The United States would notify Israel hours in advance of an attack on Syria, says Israeli official.

Elad Benari,

PM Netanyahu & President Obama
PM Netanyahu & President Obama
Flash 90

The United States would notify Israel hours in advance of an attack on Syria, an Israeli official told the Reuters news agency on Sunday.

Asked how much advance notice Israel would get from its U.S. ally about a strike in Syria in response to a chemical attack in August, the Israeli official, who was briefed on contacts with Washington, told Reuters, “Hours.”

Israel is formally on the sidelines of the Syria crisis but fears coming under reprisals from Syria should the United States launch strikes to punish Damascus for its use of chemical weaponry.

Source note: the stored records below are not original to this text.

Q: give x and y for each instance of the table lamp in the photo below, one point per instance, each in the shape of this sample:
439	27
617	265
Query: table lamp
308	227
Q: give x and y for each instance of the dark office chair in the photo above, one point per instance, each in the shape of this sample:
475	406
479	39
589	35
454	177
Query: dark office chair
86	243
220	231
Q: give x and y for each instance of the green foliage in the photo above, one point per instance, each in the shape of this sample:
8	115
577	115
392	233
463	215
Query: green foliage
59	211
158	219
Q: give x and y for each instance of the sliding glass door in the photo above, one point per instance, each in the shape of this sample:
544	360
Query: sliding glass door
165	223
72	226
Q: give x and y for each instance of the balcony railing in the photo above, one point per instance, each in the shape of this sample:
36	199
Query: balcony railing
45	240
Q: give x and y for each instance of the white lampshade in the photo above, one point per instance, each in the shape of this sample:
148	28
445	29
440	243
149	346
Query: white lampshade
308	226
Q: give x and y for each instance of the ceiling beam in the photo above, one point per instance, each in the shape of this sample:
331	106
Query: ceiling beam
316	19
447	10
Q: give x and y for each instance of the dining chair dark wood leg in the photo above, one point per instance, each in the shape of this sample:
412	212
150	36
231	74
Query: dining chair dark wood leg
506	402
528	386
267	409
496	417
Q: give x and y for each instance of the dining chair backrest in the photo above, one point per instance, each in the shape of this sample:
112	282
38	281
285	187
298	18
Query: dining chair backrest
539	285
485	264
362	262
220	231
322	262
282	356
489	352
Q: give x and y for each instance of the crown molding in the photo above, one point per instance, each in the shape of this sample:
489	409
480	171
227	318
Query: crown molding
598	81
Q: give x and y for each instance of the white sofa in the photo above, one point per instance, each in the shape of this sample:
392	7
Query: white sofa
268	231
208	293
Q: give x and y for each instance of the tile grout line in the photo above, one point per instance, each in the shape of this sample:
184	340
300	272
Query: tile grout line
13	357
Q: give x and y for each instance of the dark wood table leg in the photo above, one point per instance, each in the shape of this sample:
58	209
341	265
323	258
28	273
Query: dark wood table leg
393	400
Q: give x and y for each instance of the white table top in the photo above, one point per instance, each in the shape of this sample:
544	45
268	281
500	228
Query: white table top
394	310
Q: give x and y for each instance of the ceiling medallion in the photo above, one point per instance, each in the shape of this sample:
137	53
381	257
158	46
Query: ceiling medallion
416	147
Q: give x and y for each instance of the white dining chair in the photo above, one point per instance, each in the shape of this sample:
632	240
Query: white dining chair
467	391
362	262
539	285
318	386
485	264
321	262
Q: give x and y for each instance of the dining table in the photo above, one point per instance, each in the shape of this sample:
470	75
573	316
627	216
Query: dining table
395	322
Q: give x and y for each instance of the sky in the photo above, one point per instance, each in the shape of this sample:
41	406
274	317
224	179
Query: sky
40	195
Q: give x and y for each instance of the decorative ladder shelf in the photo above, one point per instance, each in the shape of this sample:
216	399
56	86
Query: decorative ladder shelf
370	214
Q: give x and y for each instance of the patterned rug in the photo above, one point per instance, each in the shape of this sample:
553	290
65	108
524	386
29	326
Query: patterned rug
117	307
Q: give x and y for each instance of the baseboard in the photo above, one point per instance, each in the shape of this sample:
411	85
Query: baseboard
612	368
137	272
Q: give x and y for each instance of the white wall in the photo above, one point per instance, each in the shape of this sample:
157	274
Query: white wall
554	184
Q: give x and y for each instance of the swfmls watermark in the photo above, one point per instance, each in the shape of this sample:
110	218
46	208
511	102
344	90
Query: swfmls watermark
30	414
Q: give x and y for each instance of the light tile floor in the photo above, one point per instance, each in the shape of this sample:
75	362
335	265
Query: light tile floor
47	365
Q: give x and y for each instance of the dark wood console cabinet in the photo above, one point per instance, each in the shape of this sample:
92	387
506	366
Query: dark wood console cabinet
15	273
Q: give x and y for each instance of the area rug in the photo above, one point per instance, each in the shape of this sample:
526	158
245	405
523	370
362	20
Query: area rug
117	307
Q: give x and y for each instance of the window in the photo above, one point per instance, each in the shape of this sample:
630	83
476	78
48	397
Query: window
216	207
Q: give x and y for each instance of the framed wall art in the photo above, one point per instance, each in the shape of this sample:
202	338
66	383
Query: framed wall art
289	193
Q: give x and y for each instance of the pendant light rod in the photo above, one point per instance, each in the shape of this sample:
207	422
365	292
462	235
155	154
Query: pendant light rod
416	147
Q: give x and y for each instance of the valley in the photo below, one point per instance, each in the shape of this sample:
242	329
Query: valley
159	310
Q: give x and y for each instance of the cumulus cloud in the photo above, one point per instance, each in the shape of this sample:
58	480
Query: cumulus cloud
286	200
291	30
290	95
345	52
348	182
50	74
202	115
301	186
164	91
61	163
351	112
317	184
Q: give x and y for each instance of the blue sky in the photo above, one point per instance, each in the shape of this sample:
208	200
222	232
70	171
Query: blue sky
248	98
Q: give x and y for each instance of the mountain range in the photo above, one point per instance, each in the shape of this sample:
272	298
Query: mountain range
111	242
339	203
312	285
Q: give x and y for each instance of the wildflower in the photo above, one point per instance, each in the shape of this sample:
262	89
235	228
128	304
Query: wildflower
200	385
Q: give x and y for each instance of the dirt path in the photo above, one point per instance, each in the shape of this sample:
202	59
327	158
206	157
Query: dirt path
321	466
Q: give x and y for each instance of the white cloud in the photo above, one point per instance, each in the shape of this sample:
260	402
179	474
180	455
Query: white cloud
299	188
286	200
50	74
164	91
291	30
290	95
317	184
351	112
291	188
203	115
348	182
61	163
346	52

President Barack Obama has asked Congress to approve strikes against Syrian President Bashar Al-Assad's government in response to a chemical weapons attack on August 21 that killed more than 1,400 Syrians.

CNN on the weekend aired footage from 13 short films shown by representatives of Obama to the American Senate, which apparently show the aftermath of chemical weapons attacks by the Assad regime against civilians.

Defense Minister Moshe Yaalon reiterated on Sunday that Israel will not intervene in the Syrian civil war unless Assad crosses the red lines that Israel has set.

“Assad very directly and clearly used chemical weapons against his people,” Yaalon said. “We are prepared for any scenario resulting from action in Syria, as well as from inaction.”

He stressed, “We will not interfere unless Syria crosses the red lines we have set. Our neighbors in Syria understand that if they challenge us, they will meet the strength and power of the IDF.”

At the weekly Israeli cabinet meeting on Sunday, Prime Minister Binyamin Netanyahu made no direct reference to the Syrian debate in the United States.

But Israeli officials have privately voiced concern U.S. failure to attack Syria would embolden Iran, an ally of Damascus, in its defiance of international calls to curb a nuclear program which the West fears is aimed at developing nuclear arms.